Un halo grisâtre s’émaillait de jets écarlates. Si bien que même aux bordures de la vue, les tintements s’accompagnaient de hurlements ! C’était un avantage dont tiraient profit nos adversaires. Un à un ils nous cernaient et, aussitôt survenus, des sillons lumineux transpercèrent l’obscurité !

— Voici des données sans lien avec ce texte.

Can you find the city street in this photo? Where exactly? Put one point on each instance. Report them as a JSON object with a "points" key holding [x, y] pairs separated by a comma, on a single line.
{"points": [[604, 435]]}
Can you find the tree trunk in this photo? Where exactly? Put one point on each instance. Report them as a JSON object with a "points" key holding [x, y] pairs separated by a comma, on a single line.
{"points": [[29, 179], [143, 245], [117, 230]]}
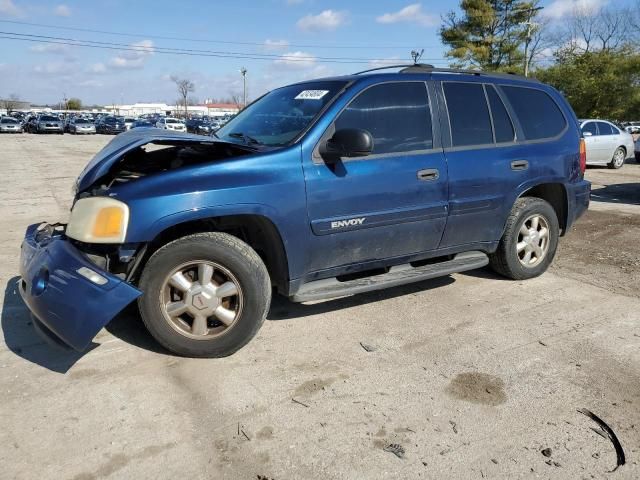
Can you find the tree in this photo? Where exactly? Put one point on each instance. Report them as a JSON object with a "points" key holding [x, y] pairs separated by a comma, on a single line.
{"points": [[588, 30], [185, 87], [598, 84], [490, 35], [11, 103], [74, 104]]}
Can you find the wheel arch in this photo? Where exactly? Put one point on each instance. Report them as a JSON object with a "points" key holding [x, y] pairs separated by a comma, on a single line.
{"points": [[258, 231], [555, 194]]}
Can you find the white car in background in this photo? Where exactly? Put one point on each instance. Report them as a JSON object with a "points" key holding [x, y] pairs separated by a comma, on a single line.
{"points": [[606, 144], [169, 123]]}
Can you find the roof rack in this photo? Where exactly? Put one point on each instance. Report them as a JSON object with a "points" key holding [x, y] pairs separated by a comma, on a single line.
{"points": [[404, 65], [427, 68]]}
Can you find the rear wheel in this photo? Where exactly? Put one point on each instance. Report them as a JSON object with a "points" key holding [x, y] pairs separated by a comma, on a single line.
{"points": [[529, 242], [618, 158], [205, 295]]}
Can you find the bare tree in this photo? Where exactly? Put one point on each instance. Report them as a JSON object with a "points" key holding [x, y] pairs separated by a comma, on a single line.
{"points": [[185, 87], [587, 30]]}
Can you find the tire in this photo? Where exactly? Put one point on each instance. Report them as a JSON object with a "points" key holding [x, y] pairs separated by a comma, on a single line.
{"points": [[617, 161], [506, 260], [231, 258]]}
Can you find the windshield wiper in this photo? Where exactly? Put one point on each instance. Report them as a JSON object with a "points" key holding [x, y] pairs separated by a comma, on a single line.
{"points": [[247, 139]]}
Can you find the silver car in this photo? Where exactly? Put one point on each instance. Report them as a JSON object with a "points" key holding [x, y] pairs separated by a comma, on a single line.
{"points": [[80, 125], [10, 125], [49, 124], [606, 144]]}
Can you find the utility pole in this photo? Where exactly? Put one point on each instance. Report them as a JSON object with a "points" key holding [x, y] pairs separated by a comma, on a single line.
{"points": [[243, 72], [530, 26]]}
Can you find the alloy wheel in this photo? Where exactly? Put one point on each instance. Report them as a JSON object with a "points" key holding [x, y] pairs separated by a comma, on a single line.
{"points": [[533, 240], [201, 299]]}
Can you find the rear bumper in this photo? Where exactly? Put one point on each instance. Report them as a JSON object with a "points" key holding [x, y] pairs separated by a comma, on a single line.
{"points": [[70, 306], [578, 197]]}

Je devais avancer avec prudence. Un geste superflu ou maladroit et ce serait la fin. Nulle question de tournoyer ma lame dans ce brouillard ! Une ouverture se réduisait au détriment de notre progression. Pour beaucoup s’élargissaient les perspectives d’une mort imminente. Nous avions beau vociférer à tue-tête, aucun mot ne se détachait de cet amas de flux ! Pas après pas, inspiration après expiration, je levai mon arme, resserrai mes jambes, parai quelques hasardeuses estocades… Vers une lueur que personne ne distinguait.

— Je ne vous abandonnerai pas ! garantit Erdiesto. Cette magie est puissante… mais je saurai la défaire !

Une voix à reconnaître dans l’absence de voie. Un songe à identifier dans le surplus de son. Progressivement, le tableau s’éclaircit, le vent balaya ces épaisses volutes, et nous aperçûmes derechef l’horizon ! Ce qui exacerba certaines rétorsions…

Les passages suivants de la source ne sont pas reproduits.